All right, and in this case, like in this example is a perfect example. It didn’t successfully finish, had a problem executing an error on powering the VM on. If we go through, it could be that it had media attached to it, that it was doing another function. Maybe it might have been rights that I have on this, but we do give informative details of what’s going on with the VM, why it didn’t power back up. And we keep running history of what’s going on with that as well.
Perfect, thanks Chris.
And we’ve covered three things that any IT professional can use Virtualization Manager in their troubleshooting efforts.
The first thing, the easy button, the All Active Alerts.
Quickly providing context of what the problem is. And then being able to drill into that problem and find out when it occurred and how to fix it.
And the AppStack view within that is super powerful.
Yeah, showing what the relation is to other environments.
And number two, when you have zero context and you have to build that case, narrow down that troubleshooting radius to be able to add performance metrics from different subsets.

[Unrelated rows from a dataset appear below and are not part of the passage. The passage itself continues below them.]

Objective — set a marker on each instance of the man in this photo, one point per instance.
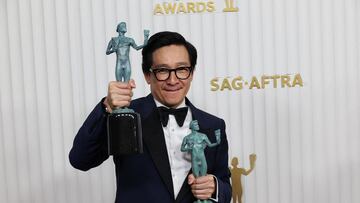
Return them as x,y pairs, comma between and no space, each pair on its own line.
121,45
162,173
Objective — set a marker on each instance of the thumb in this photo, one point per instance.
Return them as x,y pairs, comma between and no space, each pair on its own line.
132,83
191,179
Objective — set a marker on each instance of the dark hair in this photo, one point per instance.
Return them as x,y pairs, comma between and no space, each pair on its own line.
162,39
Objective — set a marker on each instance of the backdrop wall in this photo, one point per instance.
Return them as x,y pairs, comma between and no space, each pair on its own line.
284,74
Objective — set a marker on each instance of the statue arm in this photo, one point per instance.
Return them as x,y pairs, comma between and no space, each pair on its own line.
146,36
111,48
185,145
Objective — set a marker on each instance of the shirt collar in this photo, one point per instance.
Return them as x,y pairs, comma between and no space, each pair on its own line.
158,104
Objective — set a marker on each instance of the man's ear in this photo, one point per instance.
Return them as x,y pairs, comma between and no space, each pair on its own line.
147,77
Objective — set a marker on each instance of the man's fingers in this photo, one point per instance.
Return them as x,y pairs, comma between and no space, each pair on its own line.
120,94
202,187
191,179
132,83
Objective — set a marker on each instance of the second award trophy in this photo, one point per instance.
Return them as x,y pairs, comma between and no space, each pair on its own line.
124,124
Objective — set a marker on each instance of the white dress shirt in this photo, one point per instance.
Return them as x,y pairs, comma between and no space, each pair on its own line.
180,162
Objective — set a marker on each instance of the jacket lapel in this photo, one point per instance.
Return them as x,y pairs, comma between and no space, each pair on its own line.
153,137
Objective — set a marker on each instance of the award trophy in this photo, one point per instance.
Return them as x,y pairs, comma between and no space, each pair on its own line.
124,124
195,143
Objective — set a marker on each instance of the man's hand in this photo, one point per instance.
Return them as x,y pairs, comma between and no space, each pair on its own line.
119,95
202,187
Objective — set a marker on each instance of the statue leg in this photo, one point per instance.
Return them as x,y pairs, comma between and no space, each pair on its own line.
127,73
118,72
203,168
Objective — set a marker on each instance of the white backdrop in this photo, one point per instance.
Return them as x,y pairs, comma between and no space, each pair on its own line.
307,137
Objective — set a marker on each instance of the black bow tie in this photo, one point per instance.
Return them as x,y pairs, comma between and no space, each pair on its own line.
180,115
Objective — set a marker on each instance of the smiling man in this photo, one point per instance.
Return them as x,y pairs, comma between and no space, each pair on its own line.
162,173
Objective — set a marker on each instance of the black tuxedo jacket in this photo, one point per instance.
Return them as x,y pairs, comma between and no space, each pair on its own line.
147,177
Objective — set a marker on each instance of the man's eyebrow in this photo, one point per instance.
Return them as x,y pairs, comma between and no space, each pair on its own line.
167,66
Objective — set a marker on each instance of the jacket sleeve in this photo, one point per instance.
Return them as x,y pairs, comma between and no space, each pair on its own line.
90,144
221,171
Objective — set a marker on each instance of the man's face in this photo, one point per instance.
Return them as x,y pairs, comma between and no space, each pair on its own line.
172,91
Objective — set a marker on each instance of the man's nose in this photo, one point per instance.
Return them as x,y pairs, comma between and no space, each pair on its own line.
172,78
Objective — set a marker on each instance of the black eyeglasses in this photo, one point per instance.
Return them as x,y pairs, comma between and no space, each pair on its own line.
162,74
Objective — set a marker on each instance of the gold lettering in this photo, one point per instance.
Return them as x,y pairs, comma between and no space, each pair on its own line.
210,6
191,7
297,80
285,81
225,84
214,85
254,83
264,81
169,7
275,78
158,9
181,8
200,7
237,83
229,6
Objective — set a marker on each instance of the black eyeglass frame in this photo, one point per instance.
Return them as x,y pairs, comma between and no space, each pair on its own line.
157,70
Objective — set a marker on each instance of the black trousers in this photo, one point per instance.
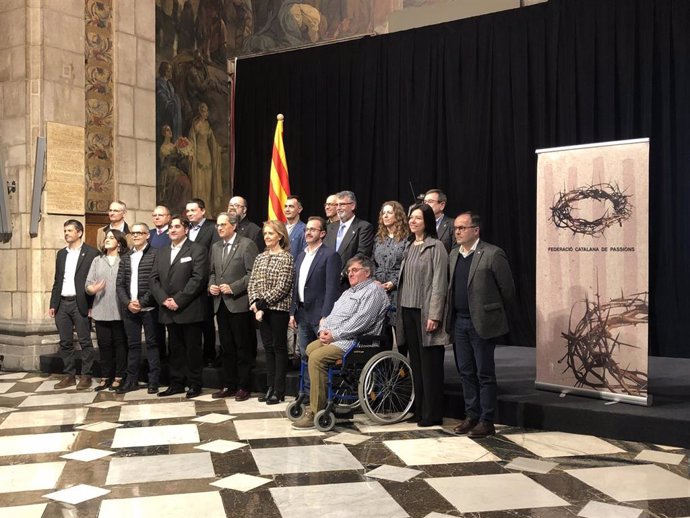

That’s right; you’re essentially providing the context. You’re building in context as you’re drilling down and finding what information is important to you to figure out what the root cause is. And then providing a visualization that you can share with other teams.
And lastly, data says, who doesn’t need an assistant? But leveraging the recommendation engine, so that you can take management actions to help you troubleshoot and remediate issues.
Right, you can either schedule it or execute now, and it resolves the problem for you. Or, what I think is even the better option, is the predictive recommendations that keep it from becoming a critical issue in the first place.
Perfect, and folks, we will have links to troubleshooting tips as well as the VMAN 411 page in the helpful resource section, so look for those. For SolarWinds lab, I’m Kong Yang.
And I’m Chris Paap, thank you for joining.